When I was a reporter I was pleasantly surprised to learn that I was able to nail more interviews and receive more leads than some of the more senior writers -- simply because I used good manners when making my contacts.

I did not use those manners to butter up the assitants who put me through to their CEOs. I was taught to treat everyone with equal respect. It's that simple.

That said, I'm rather disgusted by some of the posts from people who justify taking their pounds of flesh when confronted with rudeness.

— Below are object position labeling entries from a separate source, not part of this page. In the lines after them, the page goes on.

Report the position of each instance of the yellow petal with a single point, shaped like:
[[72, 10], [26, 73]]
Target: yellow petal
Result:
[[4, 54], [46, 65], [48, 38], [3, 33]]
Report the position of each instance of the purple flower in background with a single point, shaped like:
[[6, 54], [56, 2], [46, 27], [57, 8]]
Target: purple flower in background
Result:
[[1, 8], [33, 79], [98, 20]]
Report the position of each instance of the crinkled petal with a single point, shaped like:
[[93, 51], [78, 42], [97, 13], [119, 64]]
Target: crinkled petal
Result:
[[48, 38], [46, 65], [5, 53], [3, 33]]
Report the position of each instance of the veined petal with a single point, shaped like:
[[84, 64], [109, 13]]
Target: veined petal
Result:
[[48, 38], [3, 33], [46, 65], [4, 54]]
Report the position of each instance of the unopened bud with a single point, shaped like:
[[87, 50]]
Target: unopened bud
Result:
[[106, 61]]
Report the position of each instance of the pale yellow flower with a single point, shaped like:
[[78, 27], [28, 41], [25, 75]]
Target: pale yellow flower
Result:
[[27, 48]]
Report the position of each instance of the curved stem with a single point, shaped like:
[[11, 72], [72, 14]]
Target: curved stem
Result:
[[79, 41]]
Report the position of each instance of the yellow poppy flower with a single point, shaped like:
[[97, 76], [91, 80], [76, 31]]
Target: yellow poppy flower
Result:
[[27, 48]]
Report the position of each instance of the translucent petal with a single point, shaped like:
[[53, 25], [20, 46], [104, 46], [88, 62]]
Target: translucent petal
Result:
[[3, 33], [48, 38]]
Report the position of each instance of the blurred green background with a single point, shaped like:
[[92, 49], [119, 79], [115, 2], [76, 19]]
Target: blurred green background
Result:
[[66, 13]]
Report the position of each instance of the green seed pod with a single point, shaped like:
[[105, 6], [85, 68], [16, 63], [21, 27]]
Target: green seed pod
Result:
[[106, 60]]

You may see it as payback. But you are actually putting yourself on the level of the ignorant jackass who offended you in the first place. And that's never worth it, regardless of the fleeting rush it gives you.

PerpetualBeginner said...

An addendum to Eric.

Just because the assistant is too nice, or too professional to start "losing" your papers or moving you to the bottom of the pile, doesn't mean that being an asshole won't affect you.

a) In twelve years of various front-line work, I have never deliberately fouled up somebody for being rude. On the other hand, I can and do bust my butt far beyond the required for people who were courteous - hand deliveries, calling around town for two hours, etc. Not gonna happen for a twit or a jerk.

b) If my bosses caught somebody jerking me around, the response was invariably negative. When a client called and screamed at me for ten minutes because one of our people was late with a report, I did nothing. My boss on the other hand, walked in during the conversation, asked me who was on the phone, and then ditched him from our client list forthwith. (He was beyond rude, he was downright psychotic. I was very grateful he had no idea where I lived.)